Grief is the Thing with Feathers by Max Porter

Blackly humorous, heartrending and delightfully compact, this is one of the most astonishing books I’ve ever read. Following the sudden death of his wife, a young Ted Hughes scholar and his two small sons are confronted with the stunning mundanity of their grief. ‘There should be men in helmets speaking a new and dramatic language of crisis. There should be horrible levels of noise, completely foreign and inappropriate for our cosy London flat. There were no crowds and no uniformed strangers and there was no new language of crisis. We stayed in our PJs and people visited and gave us stuff.’

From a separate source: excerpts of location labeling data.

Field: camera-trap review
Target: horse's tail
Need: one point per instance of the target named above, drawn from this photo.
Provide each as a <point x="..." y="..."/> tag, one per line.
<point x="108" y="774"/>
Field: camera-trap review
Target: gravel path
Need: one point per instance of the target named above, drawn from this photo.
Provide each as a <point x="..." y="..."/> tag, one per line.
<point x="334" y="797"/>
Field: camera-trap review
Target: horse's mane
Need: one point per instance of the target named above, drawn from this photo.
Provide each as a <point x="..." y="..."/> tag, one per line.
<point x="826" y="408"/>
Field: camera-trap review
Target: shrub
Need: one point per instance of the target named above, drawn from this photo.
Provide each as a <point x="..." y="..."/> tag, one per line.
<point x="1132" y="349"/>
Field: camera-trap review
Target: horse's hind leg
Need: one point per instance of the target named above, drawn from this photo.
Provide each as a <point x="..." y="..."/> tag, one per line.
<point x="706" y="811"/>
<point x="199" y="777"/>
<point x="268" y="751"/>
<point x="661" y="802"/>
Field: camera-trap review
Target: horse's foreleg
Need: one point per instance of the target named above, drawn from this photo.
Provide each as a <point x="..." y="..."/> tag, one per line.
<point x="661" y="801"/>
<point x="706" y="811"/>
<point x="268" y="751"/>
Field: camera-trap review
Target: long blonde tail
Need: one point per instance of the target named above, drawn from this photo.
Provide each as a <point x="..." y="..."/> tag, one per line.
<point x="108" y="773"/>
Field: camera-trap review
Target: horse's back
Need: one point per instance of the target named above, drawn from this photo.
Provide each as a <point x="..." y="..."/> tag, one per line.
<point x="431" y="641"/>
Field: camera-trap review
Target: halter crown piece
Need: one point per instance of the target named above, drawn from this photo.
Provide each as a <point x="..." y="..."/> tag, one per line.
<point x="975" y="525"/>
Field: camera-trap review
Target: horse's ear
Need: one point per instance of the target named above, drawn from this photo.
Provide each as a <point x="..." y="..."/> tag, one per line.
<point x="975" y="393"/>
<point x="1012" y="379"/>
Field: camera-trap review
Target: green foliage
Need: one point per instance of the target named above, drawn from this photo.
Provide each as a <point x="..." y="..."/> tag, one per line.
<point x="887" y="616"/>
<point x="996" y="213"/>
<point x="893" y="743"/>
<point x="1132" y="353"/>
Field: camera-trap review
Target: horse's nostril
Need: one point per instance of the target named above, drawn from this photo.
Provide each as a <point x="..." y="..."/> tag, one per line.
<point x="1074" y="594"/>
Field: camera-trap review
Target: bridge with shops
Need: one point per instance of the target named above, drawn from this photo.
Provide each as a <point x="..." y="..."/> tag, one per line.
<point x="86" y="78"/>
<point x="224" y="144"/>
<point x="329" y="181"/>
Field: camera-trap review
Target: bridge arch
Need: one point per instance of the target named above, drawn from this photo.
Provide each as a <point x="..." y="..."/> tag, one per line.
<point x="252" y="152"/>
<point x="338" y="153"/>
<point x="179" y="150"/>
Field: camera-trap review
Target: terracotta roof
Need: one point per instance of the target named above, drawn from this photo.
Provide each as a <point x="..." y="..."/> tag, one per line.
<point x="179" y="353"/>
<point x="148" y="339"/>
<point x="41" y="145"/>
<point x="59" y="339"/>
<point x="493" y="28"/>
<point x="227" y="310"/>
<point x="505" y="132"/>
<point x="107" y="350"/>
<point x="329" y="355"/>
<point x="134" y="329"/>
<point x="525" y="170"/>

The narrative is voiced interchangeably by Dad, the boys and their grief counsellor: a crow who shows up at the door one evening, picks the father up and says ‘I won’t leave until you don’t need me anymore.’ Crow is a confidant, trickster and antagonist, a manifestation of the father’s grieving psyche, who helps his charges navigate their sorrow, with shockingly hilarious detours.

Good for: This small, sad and strange book illuminates the themes of love, loss, art and the fallibility of memory with a feather-light touch.

– Michaela McGuire, Artistic Director


Tourmaline by Randolph Stow

I first read Randolph Stow’s Tourmaline in August of last year, and by the time summer rolled around I was ready to revisit it. It’s an extraordinary book: full of vividly rendered imagery and the poetry of landscape. The story takes place in a once prosperous mining town in the Western Australian desert that has fallen into a state of hauntedness: ‘It is a town of corrugated iron’, writes Stow, ‘and in the heat the corrugations shimmer and twine, strangely immaterial.’ The town is populated by a cast of oddities who we meet through the remembrances of the unnamed narrator, referred to only as the Law. The town’s coma-like existence is disrupted by the arrival of a stranger, the curiously named Michael Random — a man who claims to be a water-diviner and who the townsfolk greet as a kind of messiah.

Stow’s writing is spare and beautifully crafted; deeply melancholic and underscored by longing. It’s a strange sort of book; one that unfolds a little like a heatstroke-induced fever dream and leaves an indelible impression. Read it now, ahead of its upcoming film adaption to be written and directed by Rachel Ward.

Read it: Slowly, and with your full attention. Stow’s mesmerising use of language demands it.